Kiara melihat sekelilingnya, semua mata melihat ke tempatnya berada. "Kenapa orang-orang melihat ke sini?" tanyanya dalam hati. "Jangan-jangan cowok brengsek ini?" hatinya terus bertanya-tanya. Kiara secara reflek melihat ke samping, melihat Leo.
Leo tersenyum melihat raut wajah Kiara yang bingung dan juga terkejut, senyumnya mengembang di sudut bibir Leo. Matanya menembus tajam, menusuk ke dalam iris mata Kiara. "Jangan memasang wajah seperti itu, ini hanya sebagian kecil dari rahasia seorang Leonardo," bisiknya pelan di telinga Kiara.
Kiara diam seribu bahasa, seujung rambut pun dia tidak pernah menyangka, Leo ternyata orang nomor satu di SAW. Tatapan Kiara beralih ke Monika. "Kenapa aku begitu bodoh, bukankah waktu di Rumah Sakit kak Monika bilang kalau Leo adalah Bosnya berarti kak Monika ini sekretaris pribadinya. Bodoh, bodoh, kenapa aku baru mengerti sekarang," Kiara mengomeli dirinya sendiri di dalam hati. "Bisa-bisanya sekarang aku duduk dengan mereka di sini. Kiara bodoh, sangat bodoh," tidak hentinya Kiara merutuki dirinya sendiri di dalam hati.

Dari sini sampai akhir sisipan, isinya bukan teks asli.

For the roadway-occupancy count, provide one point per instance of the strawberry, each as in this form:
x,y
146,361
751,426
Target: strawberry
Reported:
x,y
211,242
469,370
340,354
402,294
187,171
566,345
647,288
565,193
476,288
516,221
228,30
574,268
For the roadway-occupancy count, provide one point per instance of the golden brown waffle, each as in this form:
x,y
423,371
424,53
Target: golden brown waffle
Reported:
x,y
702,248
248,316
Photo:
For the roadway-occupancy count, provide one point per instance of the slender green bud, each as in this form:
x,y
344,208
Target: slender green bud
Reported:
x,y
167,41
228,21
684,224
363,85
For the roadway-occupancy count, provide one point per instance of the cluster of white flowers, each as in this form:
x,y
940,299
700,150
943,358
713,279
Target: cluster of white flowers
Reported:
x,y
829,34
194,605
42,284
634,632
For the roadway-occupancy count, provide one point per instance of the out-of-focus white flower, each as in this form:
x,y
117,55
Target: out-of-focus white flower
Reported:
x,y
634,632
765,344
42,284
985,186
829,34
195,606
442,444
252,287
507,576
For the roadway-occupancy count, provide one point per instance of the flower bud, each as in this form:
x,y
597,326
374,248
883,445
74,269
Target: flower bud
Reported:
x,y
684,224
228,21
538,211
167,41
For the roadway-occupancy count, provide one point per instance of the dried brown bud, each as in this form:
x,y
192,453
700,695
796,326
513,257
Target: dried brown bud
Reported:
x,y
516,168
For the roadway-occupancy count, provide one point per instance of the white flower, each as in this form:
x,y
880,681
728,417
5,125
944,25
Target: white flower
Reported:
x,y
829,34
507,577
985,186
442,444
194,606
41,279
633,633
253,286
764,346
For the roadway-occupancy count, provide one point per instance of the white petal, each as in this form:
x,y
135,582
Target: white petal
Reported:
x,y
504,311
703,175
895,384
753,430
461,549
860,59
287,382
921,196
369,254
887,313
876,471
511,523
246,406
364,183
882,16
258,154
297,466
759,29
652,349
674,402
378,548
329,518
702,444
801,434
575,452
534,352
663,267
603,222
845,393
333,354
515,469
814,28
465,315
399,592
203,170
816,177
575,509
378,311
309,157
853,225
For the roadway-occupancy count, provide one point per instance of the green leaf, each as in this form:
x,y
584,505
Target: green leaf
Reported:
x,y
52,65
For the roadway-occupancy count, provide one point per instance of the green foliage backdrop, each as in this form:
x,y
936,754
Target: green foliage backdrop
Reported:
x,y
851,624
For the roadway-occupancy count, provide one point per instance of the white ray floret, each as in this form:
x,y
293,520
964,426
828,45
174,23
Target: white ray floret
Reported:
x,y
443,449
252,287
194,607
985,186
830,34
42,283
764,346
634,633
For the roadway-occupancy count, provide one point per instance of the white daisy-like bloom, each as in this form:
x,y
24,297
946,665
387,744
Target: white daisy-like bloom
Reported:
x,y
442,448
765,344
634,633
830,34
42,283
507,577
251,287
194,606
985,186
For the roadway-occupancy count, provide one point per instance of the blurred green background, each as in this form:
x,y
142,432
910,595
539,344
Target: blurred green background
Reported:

Leo berdiri, membetulkan sebentar jasnya lalu melangkah maju ke depan. Di depan nampak jajaran direksi, para pemegang saham dan klien sudah menunggu dengan senyum lebarnya. Dari arah samping, perlahan muncul kue tart dengan ukuran yang cukup besar di dorong beberapa orang maju ke depan. Leo dengan gagahnya berdiri paling depan di antara mereka semua.
"Kiara, lihatlah betapa berkharismanya Pak Leo. Dia adalah Presdir di perusahaan ini, orang tuanya adalah pendiri SAW, nama SAW sendiri di ambil dari mendiang Papanya, Tuan Smith Albert Winston. Masih muda, tampan, pintar dan satu lagi belum menikah." Monika tidak henti-hentinya memuji Leo.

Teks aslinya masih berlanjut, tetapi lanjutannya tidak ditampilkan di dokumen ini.